Entro il 10 di agosto Mosca punta a registrare il suo vaccino e sbaragliare tutti. L’Istituto nazionale di ricerca Gamaleya che sta lavorando al vaccino ha inviato il prodotto al ministero della Salute russo per una valutazione. “Si tratta di un momento Sputnik” ha annunciato il capo del Fondo russo per gli investimenti diretti (Rdif), Kirill Dmitriev, alla CNN. Un chiaro riferimento alla sfida geopolitica che – ora come allora – riguarda ogni aspetto della vita pubblica.

Lo Sputnik, il primo satellite in orbita al mondo, era sovietico e fu lanciato nel 1957. Per fugare ogni dubbio, Kirill Dmitriev ha assicurato che gli americani resteranno sorpresi proprio come avvenne in quella circostanza. Senza dimenticare l’importanza della missione, Dmitriev ha poi sottolineato “i nostri scienziati sono focalizzati non sull’essere i primi, ma sul proteggere le persone”.

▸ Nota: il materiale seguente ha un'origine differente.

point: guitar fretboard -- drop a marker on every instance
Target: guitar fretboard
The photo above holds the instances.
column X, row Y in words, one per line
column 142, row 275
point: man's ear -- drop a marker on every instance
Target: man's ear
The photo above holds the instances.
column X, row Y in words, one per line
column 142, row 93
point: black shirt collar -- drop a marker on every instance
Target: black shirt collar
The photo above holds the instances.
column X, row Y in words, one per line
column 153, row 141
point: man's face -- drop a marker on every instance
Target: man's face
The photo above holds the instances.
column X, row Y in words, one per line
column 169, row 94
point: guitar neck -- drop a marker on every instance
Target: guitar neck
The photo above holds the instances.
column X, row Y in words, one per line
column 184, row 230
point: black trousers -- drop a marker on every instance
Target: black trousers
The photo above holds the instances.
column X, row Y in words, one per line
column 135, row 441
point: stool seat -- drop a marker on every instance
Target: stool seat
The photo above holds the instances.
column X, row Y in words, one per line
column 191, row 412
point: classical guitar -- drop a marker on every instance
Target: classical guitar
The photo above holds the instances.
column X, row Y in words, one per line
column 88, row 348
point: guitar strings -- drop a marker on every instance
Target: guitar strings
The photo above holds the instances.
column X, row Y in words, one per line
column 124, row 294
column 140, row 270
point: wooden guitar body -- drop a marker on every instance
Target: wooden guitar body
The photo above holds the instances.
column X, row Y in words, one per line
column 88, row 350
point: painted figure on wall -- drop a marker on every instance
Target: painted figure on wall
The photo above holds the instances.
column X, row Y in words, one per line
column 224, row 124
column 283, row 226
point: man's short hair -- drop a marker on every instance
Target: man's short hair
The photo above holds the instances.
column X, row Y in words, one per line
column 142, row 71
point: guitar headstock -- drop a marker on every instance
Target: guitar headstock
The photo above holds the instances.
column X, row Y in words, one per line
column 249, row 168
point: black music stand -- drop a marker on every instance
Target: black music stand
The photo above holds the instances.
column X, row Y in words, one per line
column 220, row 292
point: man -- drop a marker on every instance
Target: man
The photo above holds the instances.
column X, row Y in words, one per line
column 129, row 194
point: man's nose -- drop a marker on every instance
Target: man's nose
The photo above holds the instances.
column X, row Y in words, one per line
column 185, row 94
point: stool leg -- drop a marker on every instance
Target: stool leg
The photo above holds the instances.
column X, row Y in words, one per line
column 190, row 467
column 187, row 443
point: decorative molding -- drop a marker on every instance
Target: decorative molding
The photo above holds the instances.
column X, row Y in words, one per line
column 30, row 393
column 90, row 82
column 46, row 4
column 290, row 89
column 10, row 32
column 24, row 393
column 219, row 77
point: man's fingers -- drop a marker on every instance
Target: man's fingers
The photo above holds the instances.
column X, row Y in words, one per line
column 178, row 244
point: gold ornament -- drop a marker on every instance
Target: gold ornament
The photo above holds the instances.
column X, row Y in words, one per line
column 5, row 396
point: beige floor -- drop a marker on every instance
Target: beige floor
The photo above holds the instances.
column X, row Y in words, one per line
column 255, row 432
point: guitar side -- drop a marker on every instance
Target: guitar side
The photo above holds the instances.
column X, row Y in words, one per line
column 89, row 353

Sull’altro piatto della bilancia – infatti – non c’è solo la conquista del primato, ma la sicurezza e l’efficacia di un vaccino. La data della registrazione intorno al 10 di agosto non è ancora confermata, ma il ministero della Salute ha assicurato che i primi a riceverlo saranno gli operatori sanitari che lavorano a stretto contatto con il virus. L’Istituto Gamaleya non ha ancora avviato la fase tre della sperimentazione, ma lo farà tra qualche giorno, il 3 agosto. Sarà dunque un’ultima fase molto rapida quella dell’Istituto russo, soprattutto se paragonata a quella dell’azienda Moderna con conclusione prevista per il 27 ottobre.

Il vaccino sarebbe stato sviluppato velocemente perché si tratta della versione modificata di uno già esistente. Anche Moderna ha costruito il suo vaccino basandosi su quello sviluppato per il virus Mers. Secondo l’Istituto russo l’accelerazione del processo di approvazione sarebbe data dall’urgenza della situazione nella Federazione Russa che ha superato gli 800 mila casi diventando il quarto Paese più colpito.

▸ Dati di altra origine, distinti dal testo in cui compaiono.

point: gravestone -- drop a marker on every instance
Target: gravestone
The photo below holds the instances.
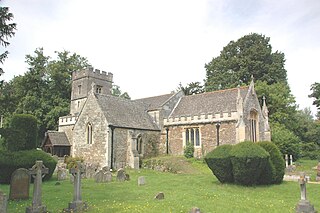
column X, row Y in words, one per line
column 38, row 171
column 304, row 205
column 77, row 205
column 121, row 175
column 141, row 181
column 318, row 172
column 104, row 175
column 62, row 174
column 3, row 202
column 159, row 196
column 195, row 210
column 19, row 185
column 90, row 170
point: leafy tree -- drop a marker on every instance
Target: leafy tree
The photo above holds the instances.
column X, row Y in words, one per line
column 315, row 88
column 6, row 31
column 286, row 140
column 116, row 91
column 191, row 88
column 280, row 101
column 44, row 90
column 251, row 55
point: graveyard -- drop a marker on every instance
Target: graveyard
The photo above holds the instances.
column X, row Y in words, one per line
column 179, row 190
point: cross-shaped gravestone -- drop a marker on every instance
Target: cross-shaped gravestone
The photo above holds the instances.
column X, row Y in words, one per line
column 3, row 202
column 38, row 171
column 77, row 205
column 304, row 205
column 303, row 187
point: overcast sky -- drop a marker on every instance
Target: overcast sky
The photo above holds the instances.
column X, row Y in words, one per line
column 151, row 46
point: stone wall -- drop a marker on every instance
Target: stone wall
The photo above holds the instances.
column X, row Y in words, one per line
column 208, row 137
column 97, row 151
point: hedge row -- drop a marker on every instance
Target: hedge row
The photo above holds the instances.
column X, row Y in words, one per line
column 10, row 161
column 247, row 163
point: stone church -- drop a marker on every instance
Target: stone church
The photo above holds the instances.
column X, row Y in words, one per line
column 116, row 132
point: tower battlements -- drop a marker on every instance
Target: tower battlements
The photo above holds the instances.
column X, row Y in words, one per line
column 94, row 73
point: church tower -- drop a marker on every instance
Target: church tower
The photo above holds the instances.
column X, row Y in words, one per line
column 83, row 82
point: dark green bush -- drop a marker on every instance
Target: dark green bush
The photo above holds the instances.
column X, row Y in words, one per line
column 10, row 161
column 188, row 151
column 248, row 161
column 276, row 160
column 219, row 162
column 22, row 133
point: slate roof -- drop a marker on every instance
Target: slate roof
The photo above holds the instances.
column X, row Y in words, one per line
column 211, row 102
column 155, row 102
column 57, row 138
column 121, row 112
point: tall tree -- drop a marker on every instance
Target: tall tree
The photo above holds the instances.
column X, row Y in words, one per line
column 315, row 88
column 7, row 30
column 251, row 55
column 191, row 88
column 44, row 90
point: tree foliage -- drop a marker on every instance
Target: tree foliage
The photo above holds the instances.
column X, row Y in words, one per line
column 116, row 91
column 191, row 88
column 7, row 30
column 44, row 90
column 315, row 88
column 251, row 55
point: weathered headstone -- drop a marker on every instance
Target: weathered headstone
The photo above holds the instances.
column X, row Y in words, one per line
column 38, row 171
column 195, row 210
column 19, row 185
column 287, row 160
column 318, row 172
column 121, row 175
column 159, row 196
column 104, row 175
column 3, row 202
column 77, row 205
column 304, row 205
column 61, row 174
column 90, row 170
column 141, row 181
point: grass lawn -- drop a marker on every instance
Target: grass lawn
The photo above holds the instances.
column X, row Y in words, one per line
column 182, row 192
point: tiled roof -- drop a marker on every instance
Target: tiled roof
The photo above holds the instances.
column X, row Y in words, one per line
column 125, row 113
column 211, row 102
column 58, row 138
column 155, row 102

Anche se ha tutte le carte in regola per esserlo, la corsa al vaccino non è una gara. La sicurezza e l’efficacia devono venire prima di tutto. A vigilare saranno diversi enti regolatori. Per l’Italia, l’Agenzia italiana del farmaco darà il via libera soltanto nel caso di prove certe che garantiscano l’efficacia e la sicurezza del vaccino, come sempre avvenuto.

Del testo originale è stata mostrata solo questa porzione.